Porque não é tradutor

      «“You are?” Bob’s voice sounded surprised.» Se não é tradutor, caro leitor, de certeza que não verteu aquele «sounded» por «soou». Parabéns, é menos uma criatura, que me parecem, e são, demasiadas, que me enfurece com essa maneira tolinha de traduzir. Sim, tem razão, há alternativas, e entre elas estão, no contexto, «mostrar-se» ou «parecer».
[Texto 22 330]

«De resto»

De reliquo

      Agora já encontrei autores que afirmam que «de resto» é um galicismo fraseológico, que está em vez de «quanto ao mais». Mas Vittorio Bergo (Erros e Dúvidas de Linguagem. Rio de Janeiro: Livraria Francisco Alves, 1986, p. 121) escreve: «DE RESTO – Locução acoimada de galicismo mas defendida e abonada por bons autores, já que traduz o latim de reliquo. “De resto, tratavam-se com aparente cordialidade.” (AH, Lendas, II, 252).» Se Alexandre Herculano usou...
      Por acaso estou a ler uma tradução do francês, com o original à frente, e comprovei que as seis ocorrências de du reste que apresenta foram todas pobremente vertidas por «de resto». Ora, não se podia traduzir uma ou outra por «finalmente», «aliás», «além de que»?... Nem temos necessidade de lançar mão de formas mais coriáceas como «ademais» e mesmo «quanto ao mais».
[Texto 491]

«Nom de voisinage»

Das Antilhas

      Ora aqui está algo curioso.

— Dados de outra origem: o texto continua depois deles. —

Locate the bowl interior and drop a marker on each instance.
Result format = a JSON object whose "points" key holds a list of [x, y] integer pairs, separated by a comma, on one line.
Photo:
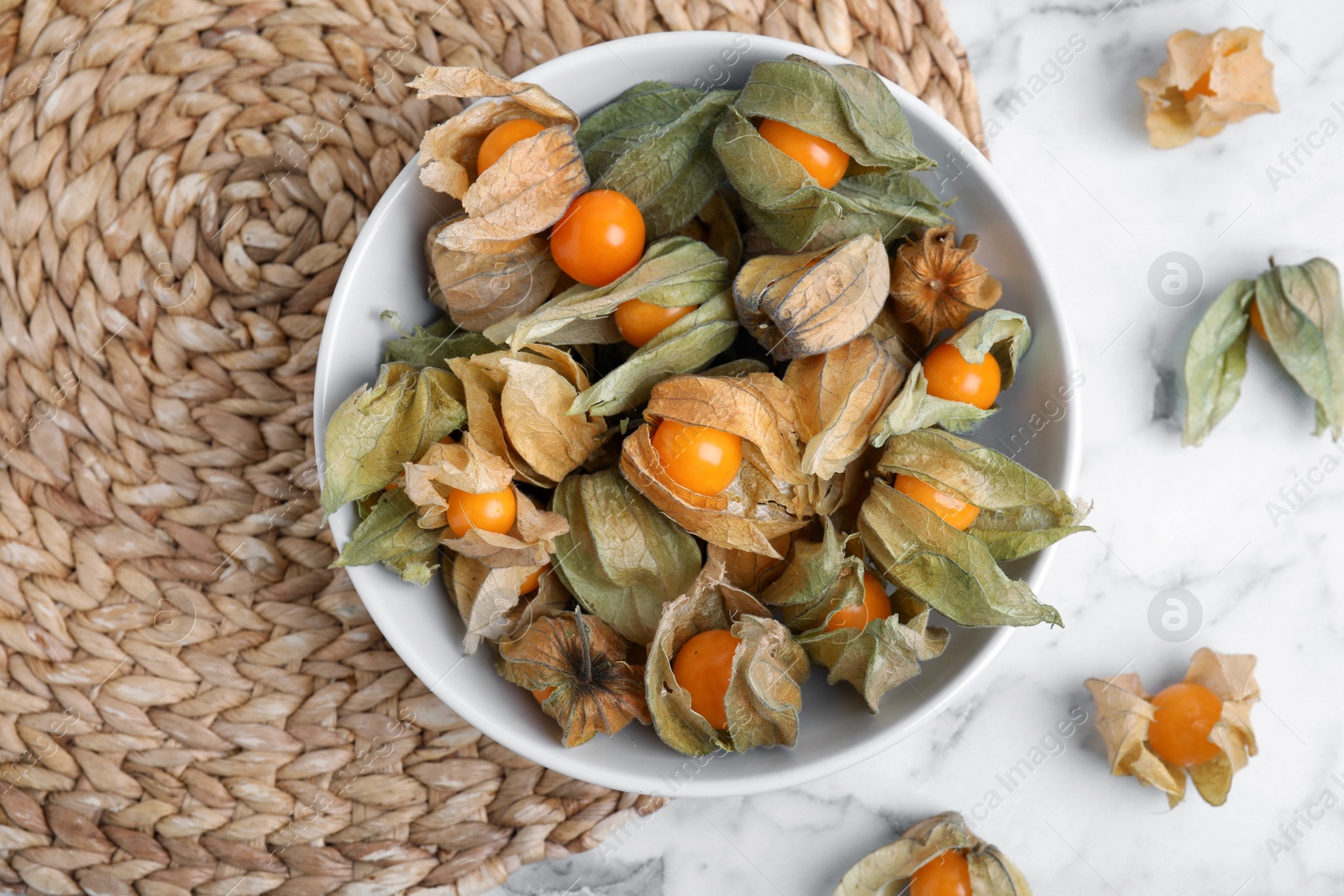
{"points": [[1037, 425]]}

Nas Antilhas (apenas?), os indivíduos têm um nom de voisinage, um nome dado pela comunidade mais próxima onde vivem, duplo essencial de todo o nome oficial. Numa tradução, porém, deveremos traduzir à letra — «nome de vizinhança» — ou procurar uma melhor correspondência? E alcunha, serviria?

[Texto 486]

Tradução: «marronage»

Serve

      «E assim a marronagem histórica...» É cópia do francês marronage, que designa o acto de os escravos se evadirem (a que, actualmente, se acrescentou a acepção de resistência à cultura dominante). O Dicionário Francês-Português da Porto Editora dá como tradução de marronage «exercício ilegal de uma profissão», «fuga, evasão de escravos». Marron é, em francês, castanho, como sabem, mas pelo mesmo vocábulo também se designava o fugitivo, o gentio, o ilegal e o clandestino. Ora, não é raro ver, em especial em autores brasileiros, para referir a mesma realidade, a palavra, que a maioria dos dicionários não regista, «quilombolismo».
[Texto 385]

Tradução: «mantelpiece»

[Mantelpiece.jpg]

Outra solução

      «On the mantelpiece is a photograph in Lucite of two old people I don’t know.» «Por cima da lareira...», verteu o tradutor. É outra solução, em vez de cornija ou lintel da lareira. Bem melhor, na verdade, que «prateleira da lareira» ou, abrenúncio!, «escarpa da lareira».
[Texto 376]

Tradução: «tilt-a-whirl»

Maluca é, de certeza

      «The big round cars for the Tilt-a-Whirl…» «As cabines enormes e redondas do Tilt-a-Whirl…» Hã? Este divertimento de feira não tem nome em português? Estou mesmo a ouvir um miudito alentejano a dizer à mãe que quer andar no tilt-a-whirl... No ProZ, sugerem «xícara maluca» (já ouviu, caro Paulo Araujo?) ou, para Portugal, «cadeira maluca».